JPMorgan has introduced DocLLM, a generative language model designed for multimodal document understanding. DocLLM stands out as a lightweight extension to LLMs for analysing enterprise documents, spanning forms, invoices, reports, contracts that carry intricate semantics at the intersection of textual and spatial modalities.
Unlike existing multimodal LLMs, DocLLM strategically avoids expensive image encoders and focuses exclusively on bounding box information to incorporate spatial layout structures. The model introduces a disentangled spatial attention mechanism by decomposing the attention mechanism in classical transformers into a set of disentangled matrices.
DocLLM tackles irregular layouts and heterogeneous content in visual documents by employing a pre-training objective that focuses on learning to infill text segments.
The model features a disentangled spatial attention mechanism facilitating cross-alignment between text and layout modalities, an infilling pre-training objective adept at handling irregular layouts effectively.
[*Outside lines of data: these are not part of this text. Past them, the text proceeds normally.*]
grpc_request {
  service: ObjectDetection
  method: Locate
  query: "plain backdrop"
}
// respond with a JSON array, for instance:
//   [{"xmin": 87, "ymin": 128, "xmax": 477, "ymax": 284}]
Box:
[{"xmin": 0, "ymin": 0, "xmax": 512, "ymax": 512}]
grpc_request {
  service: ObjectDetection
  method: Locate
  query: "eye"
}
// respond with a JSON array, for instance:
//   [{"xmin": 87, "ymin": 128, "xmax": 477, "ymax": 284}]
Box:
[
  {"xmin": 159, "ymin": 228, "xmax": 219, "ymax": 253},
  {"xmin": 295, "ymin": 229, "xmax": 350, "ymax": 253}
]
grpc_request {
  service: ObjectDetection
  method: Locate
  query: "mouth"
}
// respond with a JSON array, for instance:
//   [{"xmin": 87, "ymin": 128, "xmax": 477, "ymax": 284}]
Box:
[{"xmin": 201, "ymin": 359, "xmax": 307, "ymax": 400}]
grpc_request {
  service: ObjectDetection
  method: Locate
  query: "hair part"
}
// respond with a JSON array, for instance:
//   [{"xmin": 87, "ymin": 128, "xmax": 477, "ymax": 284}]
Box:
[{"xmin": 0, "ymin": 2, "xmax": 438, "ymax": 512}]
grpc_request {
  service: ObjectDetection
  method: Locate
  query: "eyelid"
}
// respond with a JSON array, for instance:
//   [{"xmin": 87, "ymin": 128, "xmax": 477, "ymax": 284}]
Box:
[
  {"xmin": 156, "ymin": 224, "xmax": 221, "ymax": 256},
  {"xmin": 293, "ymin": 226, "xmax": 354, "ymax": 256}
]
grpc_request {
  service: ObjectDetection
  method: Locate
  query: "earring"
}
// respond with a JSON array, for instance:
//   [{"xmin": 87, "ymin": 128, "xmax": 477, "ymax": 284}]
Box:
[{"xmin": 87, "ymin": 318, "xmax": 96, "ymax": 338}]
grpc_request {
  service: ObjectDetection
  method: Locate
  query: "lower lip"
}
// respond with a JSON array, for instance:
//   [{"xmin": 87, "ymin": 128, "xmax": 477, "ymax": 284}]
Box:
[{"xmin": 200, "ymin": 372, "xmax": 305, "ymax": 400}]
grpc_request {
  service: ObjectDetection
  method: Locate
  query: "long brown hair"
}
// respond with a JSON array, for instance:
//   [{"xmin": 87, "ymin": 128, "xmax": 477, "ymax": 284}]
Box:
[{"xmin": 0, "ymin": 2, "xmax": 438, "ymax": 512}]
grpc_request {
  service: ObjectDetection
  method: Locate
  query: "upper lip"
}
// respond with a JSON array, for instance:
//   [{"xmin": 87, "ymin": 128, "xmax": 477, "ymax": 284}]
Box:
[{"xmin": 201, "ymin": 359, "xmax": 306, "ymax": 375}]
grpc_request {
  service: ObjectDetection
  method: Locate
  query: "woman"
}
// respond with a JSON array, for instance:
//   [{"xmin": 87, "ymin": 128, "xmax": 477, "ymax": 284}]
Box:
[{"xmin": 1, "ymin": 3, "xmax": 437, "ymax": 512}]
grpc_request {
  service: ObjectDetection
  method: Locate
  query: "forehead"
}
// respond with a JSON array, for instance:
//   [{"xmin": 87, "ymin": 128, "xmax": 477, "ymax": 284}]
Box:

For pre-training DocLLM, data was gathered from two primary sources: IIT-CDIP Test Collection 1.0 and DocBank. The former comprises over 5 million documents related to legal proceedings against the tobacco industry during the 1990s, while the latter consists of 500,000 documents, each featuring distinct layouts.
Extensive evaluation across various document intelligence tasks demonstrates DocLLM’s superiority over state-of-the-art LLMs. The model outperforms equivalent models on 14 out of 16 known datasets and exhibits robust generalisation to previously unseen datasets in 4 out of 5 settings.
Looking ahead, JPMorgan expresses its commitment to infusing vision into DocLLM in a lightweight manner, further enhancing its capabilities.